Bölge Adliye Mahkemesinin kaldırma kararı üzerine yeniden yargılama yapan İlk Derece Mahkemesince davanın kabulüne karar verilmiştir.
Kararın taraf vekillerince istinaf edilmesi üzerine, Bölge Adliye Mahkemesince başvuruların esastan reddine karar verilmiştir.

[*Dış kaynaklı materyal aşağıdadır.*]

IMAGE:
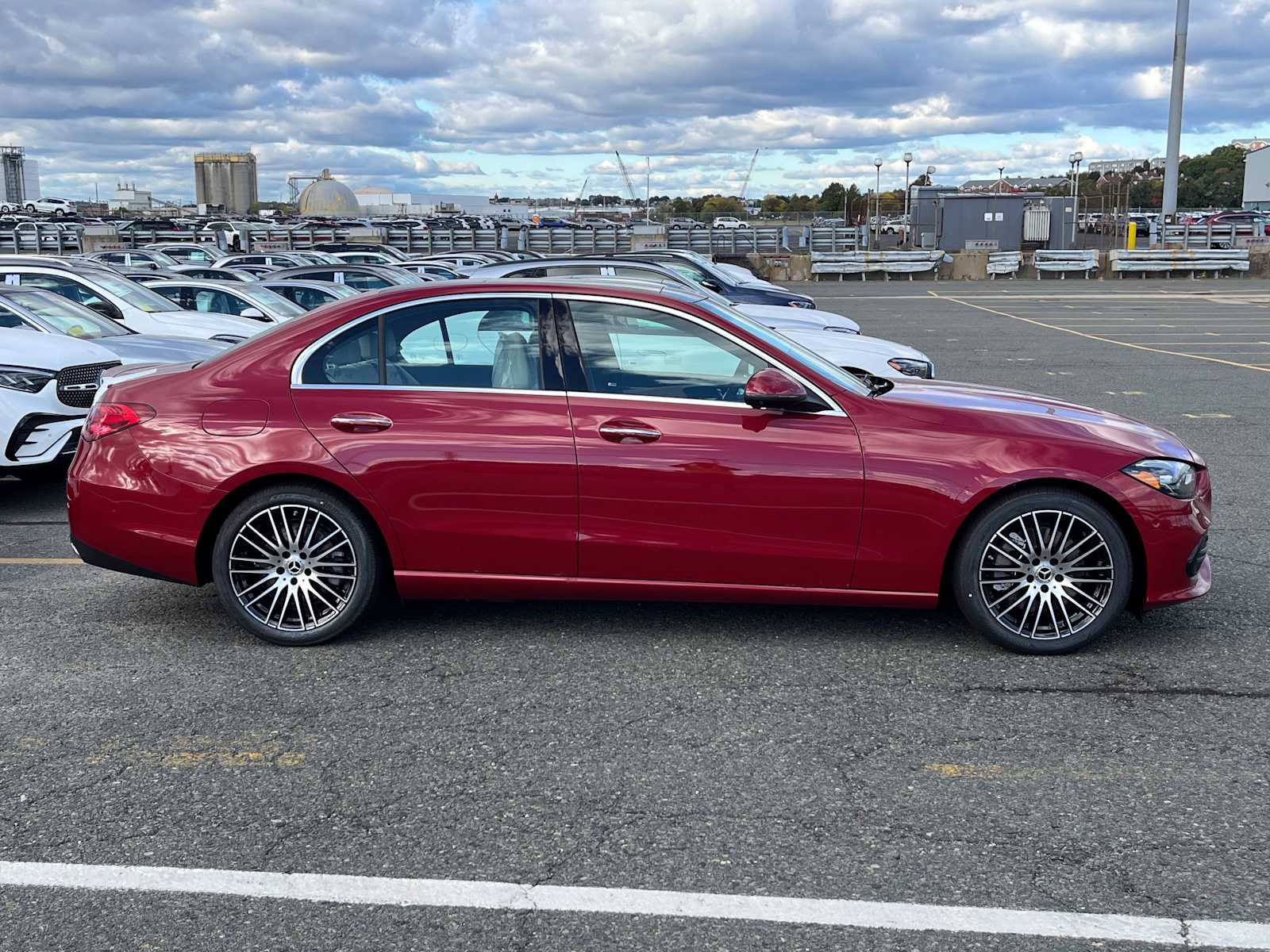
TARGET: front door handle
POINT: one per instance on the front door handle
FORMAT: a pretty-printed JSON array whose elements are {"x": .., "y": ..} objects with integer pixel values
[
  {"x": 628, "y": 431},
  {"x": 360, "y": 423}
]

Bölge Adliye Mahkemesi kararı taraf vekillerince temyiz edilmekle; süre, temyiz şartı ve diğer usul eksiklikleri yönünden yapılan ön inceleme sonucunda, temyiz dilekçesinin kabulüne karar verildikten ve Tetkik Hâkimi tarafından hazırlanan rapor dinlendikten sonra dosyadaki belgeler incelenip gereği düşünüldü:
I. DAVA
Davacı idare vekili dava dilekçesinde özetle; Adana ili, ..., ... Mahallesi 1513, 1515, 1518, 1519, 1521 ve 1525 parsel sayılı taşınmazların kamulaştırma bedelinin tespiti ile kamulaştırılan taşınmazların Hazine adına tescilini talep etmiştir.
II. CEVAP
Davalı vekili cevap dilekçesinde özetle; dava konusu taşınmazlar için acele kamulaştırma dosyasında belirlenen bedelin düşük olduğunu, taşınmazın arsa vasfında kabul edilerek rayiç değerinin tespit edilmesi gerekirken arazi olarak değer biçildiğini, mahkemece aksi kanaatte olunduğu takdirde objektif değer artışının en az %100 oranında uygulanması gerektiğini, taşınmaz üzerinde yer alan ağaç ve yapıların acele kamulaştırma dosyasındaki bilirkişi raporunda dikkate alınmadığını, ağaç ve yapıların değerleri hesap edilerek kamulaştırma bedeline ilave edilmesi gerektiğini, kamulaştırmadan arta kalan kısımda meydana gelen değer azalışının dikkate alınmasını, yargılama gideri ve vekâlet ücretinden davacı idarenin sorumlu tutulması gerektiğini ileri sürmüştür.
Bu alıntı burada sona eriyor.